U.S. National Forests No Match for Drilling Boom
As part of SkyTruth’s ongoing analysis of gas and oil drilling in Pennsylvania (see HotSpot Map blog and Abandoned Wells blog) we’ve begun exploring the effects of the Marcellus play on national and state forests.
This issue has been of concern to environmentalists and residents alike for several years. In 2009 the U.S. Forest Service was sued by conservation groups for allowing gas drilling to continue without the completion of environmental site assessments of potential drilling effects. The case was ruled in favor of such assessments, but drilling companies and private mineral owners with stakes in the Allegheny were quick to appeal.

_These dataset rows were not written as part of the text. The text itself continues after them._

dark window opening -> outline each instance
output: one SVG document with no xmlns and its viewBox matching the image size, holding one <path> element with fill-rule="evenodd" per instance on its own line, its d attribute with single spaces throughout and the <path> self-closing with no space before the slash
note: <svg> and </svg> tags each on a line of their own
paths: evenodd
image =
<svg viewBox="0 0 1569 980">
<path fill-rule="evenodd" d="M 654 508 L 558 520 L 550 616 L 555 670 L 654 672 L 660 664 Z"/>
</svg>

In September, 2011 the settlement requiring environmental site assessments before drilling can begin was overturned, thus opening up the national forest for new gas and oil drilling, including horizontal drilling with hydraulic fracturing (fracking).
The map below illustrates drilling in Allegheny National Forest from January 2005 – October 2011:
Nearly 4,000 oil and gas wells were drilled in Allegheny National Forest since 2005. Only 15 of those are Marcellus Shale wells, and all of them were drilled since 2009. As the concern about natural gas drilling in U.S. National Forests spreads, SkyTruth intends to continue monitoring the number of permits received by the PA DEP Bureau of Oil and Gas Management to see if this ruling will bring increased drilling activity in the area as expected.
Development of private holdings inside the forest cannot be denied and has been going on prior to and since the Allegheny was formed. This is a property rights issue, not an environmental issue.
Yes, there will be drilling on the Allegheny.
Redmike – we're more concerned with drilling on national forest-owned land, not on private surface inholdings. Property rights go both ways. The rights of surface owners to access and enjoy their property are compromised in favor of mineral rights owners. When it comes to public lands like state and national forests, we taxpayers are the surface owners, and users of the forest – hunters, anglers, recreation seekers – are losing their rights in favor of industrial use of these public lands. Drillers are also insisting they be allowed to take water resources from forest land to use in the drilling and fracking processes (several million gallons per frack job; typically several fracks per horizontal well).
As a society we have to strike a balance in the way we use and manage our resources and public lands. There is plenty of drilling going on in the Allegheny, but that doesn't mean we can't do a much better job minimizing the impacts of that drilling on all of the surface owners – you and me – who enjoy those lands.